Pasar bebas jadi pertimbangan keluarnya LCGC



JAKARTA. Pemerintah mengatakan meningkatnya kebutuhan kendaraan bermotor dalam negeri akibat pertumbuhan ekonomi menjadi salah satu pertimbangan untuk mengeluarkan kebijakan Low Cost Green Car (LCGC). "Sejalan naiknya pendapat perkapita berdampak meningkatnya kebutuhan kendaraan bermotor akibat bertambahnya kegiatan komersial, industri, serta mobilitas orang dan barang," kata Menteri Koordinator Bidang Ekonomi, Hatta Rajasa dalam pidatonya di sidang Paripurna Dewan Perwakilan Daerah (DPD) (19/11). Selain itu, antisipasi persaingan pasar bebas (FTA) ASEAN juga menjadi pertimbangan pemerintah. Sebab, industri otomotif Indonesia dituntut berinovasi menciptakan kendaraan hemat energi dan harga terjangkau untuk keperluan pasar domestik dan ekspor. Hatta menambahkan, negara lain dalam regional FTA seperti Thailand, Malaysia, China, Jepang dan Korea telah memproduksi mobil sejenis LCGC, dan Thailand merupakan sumber pasokan impor mobil CBU (Completely Built Up) terbesar bagi Indonesia. "Saat ini telah memproduksi 2,4 juta kendaraan/ tahun, Thailand sudah memproduksi mobil sejenis LCGC sejumlah 140 ribu dan siap untuk diekspor ke negara ASEAN," ujarnya. Dengan demikian, lanjut Hatta, apabila Indonesia tidak memenuhi permintaan masyarakat dengan produk sejenis dari dalam negeri, maka kemungkinan besar akan terjadi banjir impor kendaraan sejenis ke pasar dalam negeri Indonesia. "Sebaliknya, peluang pasar bebas haruslah dimanfaatkan sehingga produk otomotif yang dibuat dalam negeri harus mampu diekspor, tentu kualitas minimum harus dipenuhi dulu," tandasnya.

Tujuh pertanyaan DPD

Sebelumnya, DPD memberikan tujuh pertanyaan terkait dengan kebijakan mobil LCGC yang dikeluarkan oleh pemerintah. Pertanyaan pertama yaitu apa pertimbangan pemerintah untuk mengeluarkan kebijakan mobil LCGC melalui PP Nomor 41 tahun 2013.

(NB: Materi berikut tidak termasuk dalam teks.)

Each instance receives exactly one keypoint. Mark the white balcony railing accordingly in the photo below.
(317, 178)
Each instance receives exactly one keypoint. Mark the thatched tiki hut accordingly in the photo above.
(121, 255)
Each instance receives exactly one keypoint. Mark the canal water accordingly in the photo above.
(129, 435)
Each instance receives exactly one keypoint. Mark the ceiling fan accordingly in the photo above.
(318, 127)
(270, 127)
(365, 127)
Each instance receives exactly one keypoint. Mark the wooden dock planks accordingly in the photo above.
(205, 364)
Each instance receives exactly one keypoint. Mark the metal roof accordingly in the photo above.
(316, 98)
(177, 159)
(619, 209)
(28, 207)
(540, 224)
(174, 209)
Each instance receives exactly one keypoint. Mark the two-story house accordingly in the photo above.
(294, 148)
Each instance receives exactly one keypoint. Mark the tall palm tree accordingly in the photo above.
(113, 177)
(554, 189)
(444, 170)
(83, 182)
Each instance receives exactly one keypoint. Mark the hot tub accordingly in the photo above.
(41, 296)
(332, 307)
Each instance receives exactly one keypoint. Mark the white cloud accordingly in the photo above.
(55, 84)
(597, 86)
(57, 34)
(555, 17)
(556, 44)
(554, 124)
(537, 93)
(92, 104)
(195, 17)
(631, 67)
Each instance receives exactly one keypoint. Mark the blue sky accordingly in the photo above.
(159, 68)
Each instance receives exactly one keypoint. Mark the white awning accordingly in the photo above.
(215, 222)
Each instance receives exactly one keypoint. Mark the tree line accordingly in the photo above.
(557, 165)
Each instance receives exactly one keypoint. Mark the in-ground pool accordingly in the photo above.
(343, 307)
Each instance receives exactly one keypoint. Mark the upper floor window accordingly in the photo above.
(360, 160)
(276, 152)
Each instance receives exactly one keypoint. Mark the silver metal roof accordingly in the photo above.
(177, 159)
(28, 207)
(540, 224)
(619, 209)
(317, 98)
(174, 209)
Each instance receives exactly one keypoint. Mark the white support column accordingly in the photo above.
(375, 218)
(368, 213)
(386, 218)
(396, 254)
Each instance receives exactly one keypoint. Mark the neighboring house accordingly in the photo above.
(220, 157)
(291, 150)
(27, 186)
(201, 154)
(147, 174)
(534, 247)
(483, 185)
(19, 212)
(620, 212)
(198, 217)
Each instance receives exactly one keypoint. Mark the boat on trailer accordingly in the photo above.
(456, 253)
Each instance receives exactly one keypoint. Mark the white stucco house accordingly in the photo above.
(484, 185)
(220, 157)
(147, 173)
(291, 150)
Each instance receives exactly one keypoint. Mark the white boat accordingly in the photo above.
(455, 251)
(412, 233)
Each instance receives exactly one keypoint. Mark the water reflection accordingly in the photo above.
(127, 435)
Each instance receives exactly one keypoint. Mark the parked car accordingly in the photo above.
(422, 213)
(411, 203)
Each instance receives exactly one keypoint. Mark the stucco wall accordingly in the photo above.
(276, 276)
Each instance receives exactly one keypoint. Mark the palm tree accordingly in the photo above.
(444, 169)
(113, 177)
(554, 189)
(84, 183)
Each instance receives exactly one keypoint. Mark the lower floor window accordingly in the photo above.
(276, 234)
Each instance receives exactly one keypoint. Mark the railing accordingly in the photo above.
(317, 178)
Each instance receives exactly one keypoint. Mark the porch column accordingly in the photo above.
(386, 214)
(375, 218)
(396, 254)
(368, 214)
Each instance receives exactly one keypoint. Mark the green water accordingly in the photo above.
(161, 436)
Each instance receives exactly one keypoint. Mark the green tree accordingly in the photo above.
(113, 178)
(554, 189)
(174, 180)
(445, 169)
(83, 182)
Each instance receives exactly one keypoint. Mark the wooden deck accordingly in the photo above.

Kedua, kebijakan apa yang akan ditempuh untuk mengendalikan kepemilikan kendaraan bermotor khususnya mobil mahal dari masyarakat yang sudah memiliki tetapi terus menambah koleksi kendaraan pribadi.

Ketiga langkah apa yang akan diambil untuk memastikan program mobil murah dapat memenuhi syarat komponen lokal minimal 80%, dan keempat bagaimana Kebijakan mobil murah yang tidak hanya terkesan sebatas kebijakan populis untuk mendorong citra positif pemerintah karena sebenarnya pemerintah belum memiliki blueprint dalam membangun daya saing industri otomotif.

Lalu pertanyaan kelima apakah ada kebijakan khusus pemerintah dibidang infrastruktur dan moda transportasi yang sesuai kebutuhan setempat dan secara ekonomi relatif murah.

Pertanyaan selanjutnya atau yang keenam, DPD menanyakan apakah kebijakan Presiden berupa mobil murah merupakan nama lain dari kebijakan mobil nasional. 

Dan yang terakhir atau ke ketujuh yakni bagaimana penjelasan pemerintah tentang kebijakan mobil murah dapat mendukung dan berkorelasi terhadap penurunan emisi gas rumah kaca.